The study indicated that their cognitive function improved as the patients’ pain levels decreased. Patients who took more cannabidiola recognized anti-inflammatory compound, has reported more substantial improvements in sleep quality and pain intensity.

The authors stress that more extensive, controlled studies are required before definitive conclusions can be made. However, they suggest that the findings present an intriguing possibility. While some types and doses of cannabis for pain relief may cause temporary cognitive impairment, others may enhance cognition by reducing pain.

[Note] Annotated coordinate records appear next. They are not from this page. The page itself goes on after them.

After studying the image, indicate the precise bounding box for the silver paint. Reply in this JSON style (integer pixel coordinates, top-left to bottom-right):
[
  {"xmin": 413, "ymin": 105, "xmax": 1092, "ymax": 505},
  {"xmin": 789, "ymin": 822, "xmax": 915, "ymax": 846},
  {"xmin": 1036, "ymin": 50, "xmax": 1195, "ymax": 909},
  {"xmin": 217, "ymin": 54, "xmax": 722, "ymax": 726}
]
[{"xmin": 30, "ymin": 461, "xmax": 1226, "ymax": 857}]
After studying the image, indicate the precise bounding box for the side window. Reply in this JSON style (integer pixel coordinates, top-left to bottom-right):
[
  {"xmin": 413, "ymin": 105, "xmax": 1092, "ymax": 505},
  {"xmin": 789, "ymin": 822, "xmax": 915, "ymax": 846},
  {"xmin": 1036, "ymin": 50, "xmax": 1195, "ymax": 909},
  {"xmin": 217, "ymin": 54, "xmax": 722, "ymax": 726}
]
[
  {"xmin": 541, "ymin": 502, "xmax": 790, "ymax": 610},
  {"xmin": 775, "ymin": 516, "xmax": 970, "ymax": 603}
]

According to a professional research assistant in the Department of Psychology and Neuroscience and first author of the study, Gregory Giordano, more extensive studies need to be done. In his words, since oncologists and patients are concerned about the potential negative impact of cancer treatment on cognitive function, the potential role of cannabis use in improving subjective cognitive function should be studied.

Brian’s experience

Brian has incorporated cannabis-infused foods into her regimen for pain management after surgery and chemotherapy. She customized her approach by using more potent THC products when her pain was most intense. This means sacrificing some mental clarity and opting for milder, CBD-heavy products to keep your pain under control.

Brian considered herself lucky to have some awareness of the Benefits of using cannabis during her chemotherapy. However, she realized, most patients were not as informed as she was. They either don’t realize that cannabis can be a beneficial option, or they’re getting advice from dispensary staff who may not have enough knowledge.

The research team hopes that their study and future studies will provide clinicians and patients with more information to make more informed decisions.


The study results provide a glimpse into the potential benefits of cannabis for cancer patients, but more research is needed to fully understand its effects. The findings suggest that although cannabis may impair cognitive function in the short term, it may lead to long-term improvements by reducing pain and inflammation.

This raises the possibility that cannabis could play a role in helping cancer patients manage their symptoms and improve their quality of life. Ultimately, we hope this research will lead to greater awareness and understanding of cannabis as a treatment option, giving patients and their physicians more tools to address the complex challenges of treating cancer.